# Back from Hiatus



## Xenomantis (Apr 24, 2009)

I've been gone for awhile, and most of you probably won't remember me.

Life decided to turn around and bite me, so things went a little nuts for awhile.

All my mantises have passed on, though I'm hoping one I released managed to lay an ooth in the shrubs.

I haven't kept any mantises for awhile, though I still get some ooths for the backyard. It was amazing to watch one of the ooths hatch out!  

I'm thinking about trying again this year, except with a focus of Chinese Mantids. They seem to be hardier in captivity than the Religiosa.

I'm going to try staying active here as much as possible.  

Good to be back!


----------



## Katnapper (Apr 24, 2009)

Hi there, Xenomantis.... welcome back!  Nice to meet you, and glad you're getting back into mantis keeping.

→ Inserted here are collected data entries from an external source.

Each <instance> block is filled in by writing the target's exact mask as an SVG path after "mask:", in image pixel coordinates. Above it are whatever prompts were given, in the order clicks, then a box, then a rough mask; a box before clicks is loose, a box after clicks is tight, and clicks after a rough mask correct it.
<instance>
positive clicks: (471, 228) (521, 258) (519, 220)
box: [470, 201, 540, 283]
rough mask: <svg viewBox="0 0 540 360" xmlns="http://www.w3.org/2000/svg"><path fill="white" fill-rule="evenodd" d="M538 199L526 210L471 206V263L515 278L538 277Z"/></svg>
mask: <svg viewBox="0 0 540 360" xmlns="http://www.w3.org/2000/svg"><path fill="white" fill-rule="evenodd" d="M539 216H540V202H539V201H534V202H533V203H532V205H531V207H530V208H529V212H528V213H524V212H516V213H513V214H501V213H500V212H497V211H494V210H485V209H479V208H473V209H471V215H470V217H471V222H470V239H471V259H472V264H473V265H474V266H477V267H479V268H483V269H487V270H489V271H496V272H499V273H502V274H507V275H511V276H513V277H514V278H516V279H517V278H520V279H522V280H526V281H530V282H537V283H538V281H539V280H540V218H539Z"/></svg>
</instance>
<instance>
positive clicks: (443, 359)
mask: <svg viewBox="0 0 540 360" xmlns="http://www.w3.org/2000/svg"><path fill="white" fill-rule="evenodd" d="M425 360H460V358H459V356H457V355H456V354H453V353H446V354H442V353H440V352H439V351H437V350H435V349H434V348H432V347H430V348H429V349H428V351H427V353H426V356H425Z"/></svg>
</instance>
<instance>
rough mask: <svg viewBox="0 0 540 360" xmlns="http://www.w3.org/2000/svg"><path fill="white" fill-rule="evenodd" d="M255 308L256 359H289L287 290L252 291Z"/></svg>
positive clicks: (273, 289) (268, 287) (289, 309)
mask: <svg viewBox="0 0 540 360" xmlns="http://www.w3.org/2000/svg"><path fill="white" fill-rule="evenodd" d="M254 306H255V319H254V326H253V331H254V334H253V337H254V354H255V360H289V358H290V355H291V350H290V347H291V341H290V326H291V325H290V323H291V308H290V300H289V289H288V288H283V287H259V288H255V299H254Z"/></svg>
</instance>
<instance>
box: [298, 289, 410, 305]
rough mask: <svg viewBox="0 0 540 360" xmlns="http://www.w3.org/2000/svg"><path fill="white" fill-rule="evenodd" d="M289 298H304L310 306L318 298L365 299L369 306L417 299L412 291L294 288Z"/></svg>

Looking forward to seeing you around the boards...


----------



## Rick (Apr 24, 2009)

Welcome back, I remember ya.


----------



## Xenomantis (Apr 24, 2009)

Good to see you guys too!


----------



## hibiscusmile (Apr 24, 2009)

Of course we remember you, glad to see u here! :lol:


----------



## revmdn (Apr 24, 2009)

Welcome back.


----------



## Xenomantis (Apr 26, 2009)

Thanks guys!


----------



## The_Asa (Apr 26, 2009)

Welcome back...remembered!


----------